SINGAPORE - A maid who feared she was about to be scolded slipped a tranquilliser into the breakfast of her employer's wife and daughter in the hope they would "calm down", a court heard.
Indian national Gurpreet Kaur, 31, got hold of a risperidone pill - which had been prescribed to her 74-year-old employer to treat his bipolar disorder - and put it in the women's oatmeal, leaving them "temporarily impaired".
On Wednesday (July 4), Kaur was jailed for eight months after pleading guilty in court to one count each of administering and attempting to administer risperidone to her employer's Singaporean wife, Madam Chander Kanta Harbans Lal, 72.
One count of administering the drug to Madam Chander's daughter, Ms Anita Kumari Premnath, 47, was considered during sentencing.
Deputy Public Prosecutor Esther Wong said risperidone is a tranquilliser used to treat schizophrenia and moderate to severe manic episodes associated with bipolar disorders. She added that it is also a stupefying drug known to induce drowsiness.
The court heard that Mr Premnath Shivadial, a Singaporean, hired Kaur in January last year to cook and do chores at their Ghim Moh flat.
Kaur had found out about the effects of risperidone after talking to Madam Chander, and decided to use it on her and her daughter in May last year.
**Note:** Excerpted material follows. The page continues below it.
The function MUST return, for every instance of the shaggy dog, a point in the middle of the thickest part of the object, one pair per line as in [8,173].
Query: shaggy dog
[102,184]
DPP Wong said: "They had felt drowsy and lethargic after consuming breakfast that the accused had cooked... They were thereby temporarily impaired."
Kaur's offences came to light later when Ms Anita spotted her placing additional items into a pot of oats. She approached the maid and saw two tablets inside.
DPP Wong told District Judge Kessler Soh: "She confronted the accused, who said that the tablets were oats. The accused then poured the contents of the pot into a sink and washed the pot."
Ms Anita told her family members about the incident, and her niece alerted the police. Medical tests found traces of risperidone in the women's blood and urine.
DPP Wong called on Judge Soh to jail Kaur for nine months, saying that she targeted a vulnerable victim in her own home.
Kaur's lawyer, Mr Daniel Chen, who was assigned to the case under the Criminal Legal Aid Scheme, pleaded for a lighter sentence and told the court that the only harm caused to Madam Chander was lethargy.
Judge Soh told Kaur: "What you did was very wrong and could potentially cause serious harm."